Moriguchi et al. (1992) suggested that SUS and SPS were key to regulating sucrose accumulation in fruit and that AIV activity was not absolutely required to determine the individual sugar composition of pear cultivars. However, their materials were different from ours. Whereas we used a modern cultivar and a breeding line, their materials included not only leading cultivars but also local Japanese cultivars (P. pyrifolia) and Chinese pear cultivars (P. bretschneideri). Bayesian structure analysis revealed that modern Japanese cultivars are genetically different from local cultivars and Chinese pear cultivars (Nishio et al. 2016b). It is possible that modern Japanese pear cultivars had been selected for high activity of SPS and SUS and that the sucrose content among modern cultivars may be controlled by AIVs or other enzymes associated with sucrose metabolism.

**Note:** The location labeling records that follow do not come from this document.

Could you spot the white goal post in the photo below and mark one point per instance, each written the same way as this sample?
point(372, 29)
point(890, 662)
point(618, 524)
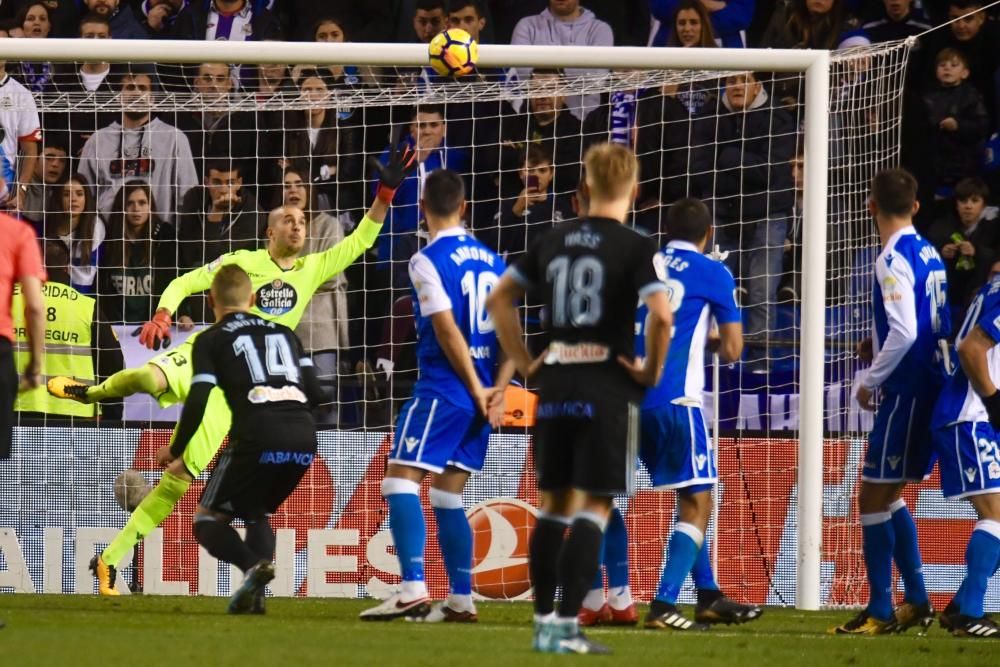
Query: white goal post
point(815, 64)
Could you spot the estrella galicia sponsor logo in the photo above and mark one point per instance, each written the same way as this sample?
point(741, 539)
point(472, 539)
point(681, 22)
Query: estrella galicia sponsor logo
point(276, 297)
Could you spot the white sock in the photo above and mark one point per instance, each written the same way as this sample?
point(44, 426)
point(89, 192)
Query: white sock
point(594, 599)
point(620, 598)
point(461, 602)
point(411, 590)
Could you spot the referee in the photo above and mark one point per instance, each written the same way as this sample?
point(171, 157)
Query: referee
point(20, 262)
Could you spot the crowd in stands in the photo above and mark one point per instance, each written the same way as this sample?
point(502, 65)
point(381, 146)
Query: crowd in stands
point(140, 195)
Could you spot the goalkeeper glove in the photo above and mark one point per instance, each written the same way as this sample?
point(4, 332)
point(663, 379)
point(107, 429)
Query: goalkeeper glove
point(402, 162)
point(992, 405)
point(156, 330)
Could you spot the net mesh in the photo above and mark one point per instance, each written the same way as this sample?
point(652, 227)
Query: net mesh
point(222, 145)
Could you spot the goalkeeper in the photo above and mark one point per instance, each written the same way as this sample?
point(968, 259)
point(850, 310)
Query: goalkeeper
point(283, 282)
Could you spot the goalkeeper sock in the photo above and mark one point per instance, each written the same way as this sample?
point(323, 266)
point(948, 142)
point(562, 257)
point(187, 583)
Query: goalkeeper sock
point(543, 551)
point(579, 558)
point(130, 381)
point(906, 553)
point(260, 537)
point(877, 540)
point(981, 556)
point(222, 541)
point(455, 539)
point(409, 533)
point(702, 572)
point(685, 542)
point(150, 513)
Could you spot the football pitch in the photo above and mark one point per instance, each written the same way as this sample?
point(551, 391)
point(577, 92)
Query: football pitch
point(43, 630)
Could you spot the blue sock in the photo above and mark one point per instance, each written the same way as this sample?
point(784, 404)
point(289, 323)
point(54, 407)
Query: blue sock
point(684, 544)
point(455, 538)
point(981, 556)
point(907, 553)
point(877, 538)
point(406, 522)
point(702, 572)
point(616, 550)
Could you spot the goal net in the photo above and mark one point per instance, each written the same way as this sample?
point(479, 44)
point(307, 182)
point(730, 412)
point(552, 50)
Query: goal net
point(165, 167)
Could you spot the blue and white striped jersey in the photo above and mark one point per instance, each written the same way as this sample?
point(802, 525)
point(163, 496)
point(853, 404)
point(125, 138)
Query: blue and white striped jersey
point(958, 401)
point(911, 316)
point(454, 272)
point(700, 289)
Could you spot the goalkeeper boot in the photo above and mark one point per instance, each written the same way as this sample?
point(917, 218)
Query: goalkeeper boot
point(396, 607)
point(721, 609)
point(663, 615)
point(967, 626)
point(255, 579)
point(946, 619)
point(61, 386)
point(909, 615)
point(863, 624)
point(106, 575)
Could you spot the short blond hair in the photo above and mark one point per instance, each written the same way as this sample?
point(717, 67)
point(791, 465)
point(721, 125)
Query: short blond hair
point(612, 171)
point(231, 287)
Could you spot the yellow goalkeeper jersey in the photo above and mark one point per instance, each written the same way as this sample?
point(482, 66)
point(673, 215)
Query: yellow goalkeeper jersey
point(282, 294)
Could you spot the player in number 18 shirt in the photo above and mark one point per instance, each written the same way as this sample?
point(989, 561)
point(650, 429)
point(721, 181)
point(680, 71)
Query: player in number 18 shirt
point(590, 274)
point(911, 322)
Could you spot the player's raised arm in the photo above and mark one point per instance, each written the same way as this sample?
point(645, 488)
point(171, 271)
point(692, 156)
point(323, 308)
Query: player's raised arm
point(401, 163)
point(156, 332)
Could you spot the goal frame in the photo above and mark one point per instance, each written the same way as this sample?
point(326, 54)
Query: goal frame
point(814, 63)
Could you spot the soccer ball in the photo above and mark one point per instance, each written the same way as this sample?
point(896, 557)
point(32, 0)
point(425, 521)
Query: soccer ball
point(131, 488)
point(453, 53)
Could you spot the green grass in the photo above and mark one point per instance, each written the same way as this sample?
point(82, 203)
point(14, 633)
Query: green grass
point(180, 631)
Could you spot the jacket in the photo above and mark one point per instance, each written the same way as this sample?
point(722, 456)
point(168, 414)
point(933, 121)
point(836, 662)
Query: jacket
point(741, 160)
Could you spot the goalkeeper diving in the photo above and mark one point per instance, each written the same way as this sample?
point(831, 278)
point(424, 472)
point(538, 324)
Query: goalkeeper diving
point(283, 282)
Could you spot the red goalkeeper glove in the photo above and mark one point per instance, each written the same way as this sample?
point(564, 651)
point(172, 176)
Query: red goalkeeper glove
point(156, 331)
point(402, 162)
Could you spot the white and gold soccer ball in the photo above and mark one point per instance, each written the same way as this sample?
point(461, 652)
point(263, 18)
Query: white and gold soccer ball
point(453, 53)
point(131, 488)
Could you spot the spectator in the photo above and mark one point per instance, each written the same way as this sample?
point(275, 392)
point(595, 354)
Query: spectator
point(138, 146)
point(565, 23)
point(398, 241)
point(50, 172)
point(976, 38)
point(900, 22)
point(71, 218)
point(125, 23)
point(232, 20)
point(19, 146)
point(807, 24)
point(526, 217)
point(324, 326)
point(741, 162)
point(546, 119)
point(428, 20)
point(220, 217)
point(957, 123)
point(729, 21)
point(81, 79)
point(214, 130)
point(159, 15)
point(139, 258)
point(35, 23)
point(968, 238)
point(328, 147)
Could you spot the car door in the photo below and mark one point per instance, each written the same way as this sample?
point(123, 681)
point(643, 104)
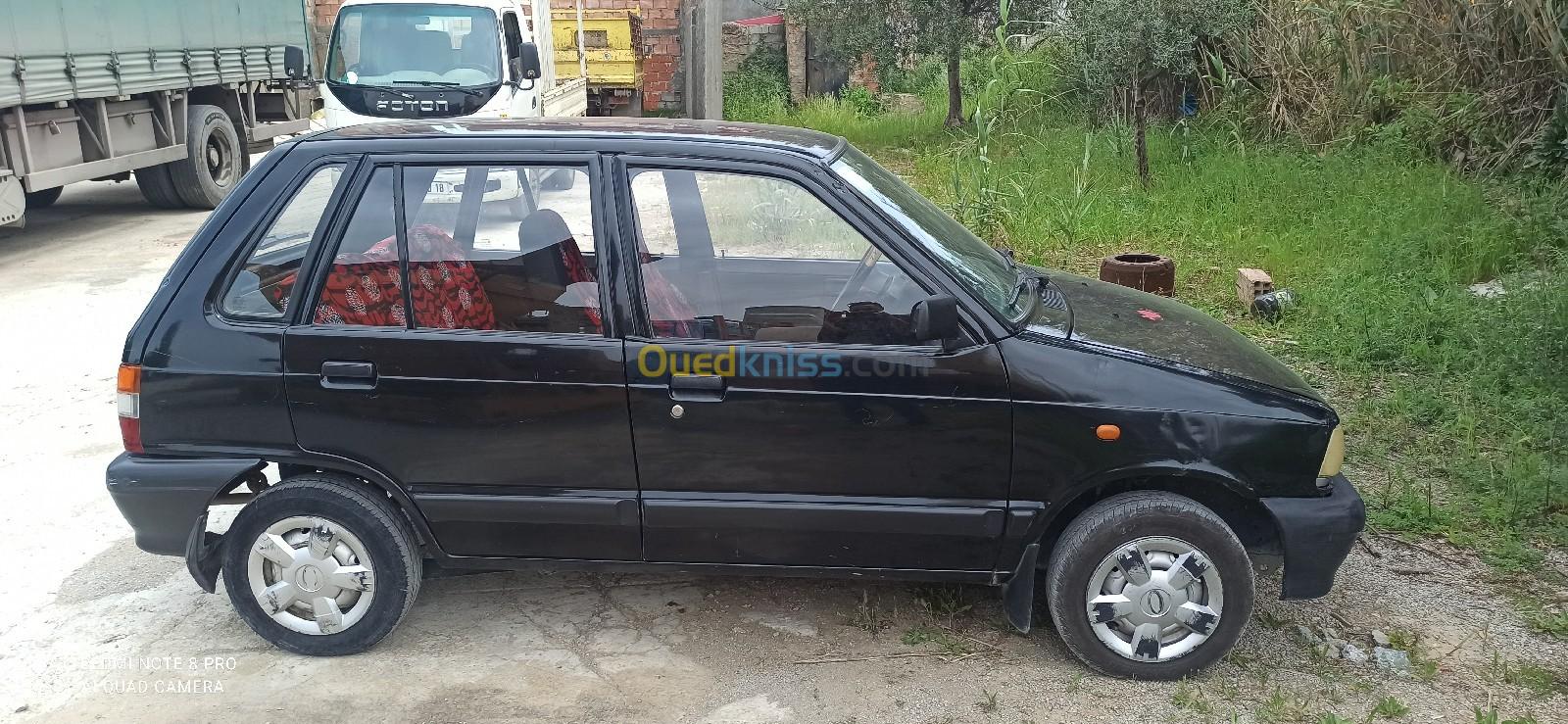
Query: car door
point(491, 389)
point(781, 408)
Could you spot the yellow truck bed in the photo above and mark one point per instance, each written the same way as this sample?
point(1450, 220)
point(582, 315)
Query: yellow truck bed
point(612, 46)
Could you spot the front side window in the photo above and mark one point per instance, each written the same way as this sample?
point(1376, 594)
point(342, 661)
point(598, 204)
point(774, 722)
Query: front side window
point(266, 284)
point(498, 248)
point(755, 258)
point(415, 44)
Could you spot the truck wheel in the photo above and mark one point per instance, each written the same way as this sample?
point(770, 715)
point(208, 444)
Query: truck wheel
point(321, 566)
point(214, 162)
point(157, 187)
point(39, 199)
point(1150, 585)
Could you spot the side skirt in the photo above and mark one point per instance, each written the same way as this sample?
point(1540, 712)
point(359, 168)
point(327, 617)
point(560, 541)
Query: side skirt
point(482, 564)
point(1018, 593)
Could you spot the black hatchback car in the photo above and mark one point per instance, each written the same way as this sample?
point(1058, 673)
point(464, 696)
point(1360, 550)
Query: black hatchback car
point(703, 347)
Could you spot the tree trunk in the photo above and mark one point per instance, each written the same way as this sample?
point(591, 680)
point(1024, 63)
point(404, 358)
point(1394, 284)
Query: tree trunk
point(956, 93)
point(1141, 124)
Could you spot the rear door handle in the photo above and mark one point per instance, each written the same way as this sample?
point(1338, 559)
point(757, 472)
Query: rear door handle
point(697, 387)
point(349, 375)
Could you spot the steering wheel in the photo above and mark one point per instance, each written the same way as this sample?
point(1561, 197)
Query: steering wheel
point(867, 264)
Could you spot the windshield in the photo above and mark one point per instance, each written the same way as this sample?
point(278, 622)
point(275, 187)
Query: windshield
point(971, 261)
point(415, 44)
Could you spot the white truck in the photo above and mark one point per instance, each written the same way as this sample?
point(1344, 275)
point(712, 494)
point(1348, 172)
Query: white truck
point(430, 60)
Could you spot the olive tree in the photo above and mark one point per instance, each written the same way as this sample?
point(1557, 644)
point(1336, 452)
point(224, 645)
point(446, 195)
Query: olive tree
point(1126, 44)
point(890, 28)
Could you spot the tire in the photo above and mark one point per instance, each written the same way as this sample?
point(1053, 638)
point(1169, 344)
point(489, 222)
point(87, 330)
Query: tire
point(157, 187)
point(39, 199)
point(365, 524)
point(1159, 520)
point(214, 162)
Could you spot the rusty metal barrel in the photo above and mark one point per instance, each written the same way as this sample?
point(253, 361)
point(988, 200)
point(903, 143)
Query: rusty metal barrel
point(1142, 271)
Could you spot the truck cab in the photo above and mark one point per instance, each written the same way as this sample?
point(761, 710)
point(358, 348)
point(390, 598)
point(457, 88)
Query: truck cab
point(425, 60)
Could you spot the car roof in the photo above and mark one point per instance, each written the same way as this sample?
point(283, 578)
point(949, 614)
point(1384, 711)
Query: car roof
point(804, 141)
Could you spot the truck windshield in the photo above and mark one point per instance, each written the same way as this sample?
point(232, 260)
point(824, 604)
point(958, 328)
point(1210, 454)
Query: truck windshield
point(972, 262)
point(415, 44)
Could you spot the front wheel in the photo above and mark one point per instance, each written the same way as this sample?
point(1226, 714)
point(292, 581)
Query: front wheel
point(1150, 585)
point(321, 566)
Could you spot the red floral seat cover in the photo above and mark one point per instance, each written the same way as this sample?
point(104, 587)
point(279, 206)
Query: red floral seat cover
point(446, 292)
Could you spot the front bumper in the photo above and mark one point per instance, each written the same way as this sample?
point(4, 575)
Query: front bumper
point(1316, 535)
point(164, 499)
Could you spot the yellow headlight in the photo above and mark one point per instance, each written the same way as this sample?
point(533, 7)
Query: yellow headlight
point(1335, 457)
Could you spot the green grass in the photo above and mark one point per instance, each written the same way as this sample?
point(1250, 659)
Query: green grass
point(1455, 407)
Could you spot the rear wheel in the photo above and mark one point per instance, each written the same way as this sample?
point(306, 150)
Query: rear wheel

With respect to the application of QTLs to developing new cultivars with high sweetness, there are two fundamental ways to improve the sweetness of fruit. One is to increase TSC and the other is to convert GLU and SOR (low sweetness) into SUC and FRU (high sweetness). The former approach can be used right now, because there are several QTLs that increase °Brix content and TSC (Wu et al. 2014; Yamamoto et al. 2014; Zhang et al. 2013). The additive effect of each QTL is not very large, probably ranging from 0.5 to 1.0 °Brix, but breeders can introduce and accumulate these QTLs using molecular markers. On the other hand, the latter approach is still difficult with our current knowledge. We identified QTLs associated with conversion of sucrose to hexose, but these QTLs are not effective for increasing sweetness because these reactions convert SUC (high sweetness) to FRU (high sweetness) and GLU (low sweetness). To utilize these QTLs to improve sweetness, we also need to identify other QTLs that control individual sugars (e.g., QTLs for metabolizing GLU or SOR). The newly released cultivar ‘Kanta’ has high TSC, SUC, and FRU; thus, it is possible that it harbors QTLs associated with increases in both SUC and FRU.

Conclusion

In this study, we constructed the genetic linkage maps using an F1 population derived from crossing modern Japanese pear cultivar ‘Akizuki’ and breeding line ‘373-55’. We identified two regions associated with individual sugar contents on LG 1 and LG 7 and one region associated with total sugar content on LG 11. PPAIV3 and PPAIV1 are promising candidates for genes underlying those QTLs on LG 1 and LG 7 and controlling conversion of sucrose to hexose in mature fruit. Sugar metabolism is complex, and more genetic studies using diverse genetic resources are necessary to enable us to control individual sugar levels in fruit. The information obtained in this study will accelerate research and breeding programs to improve the sweetness of fruit.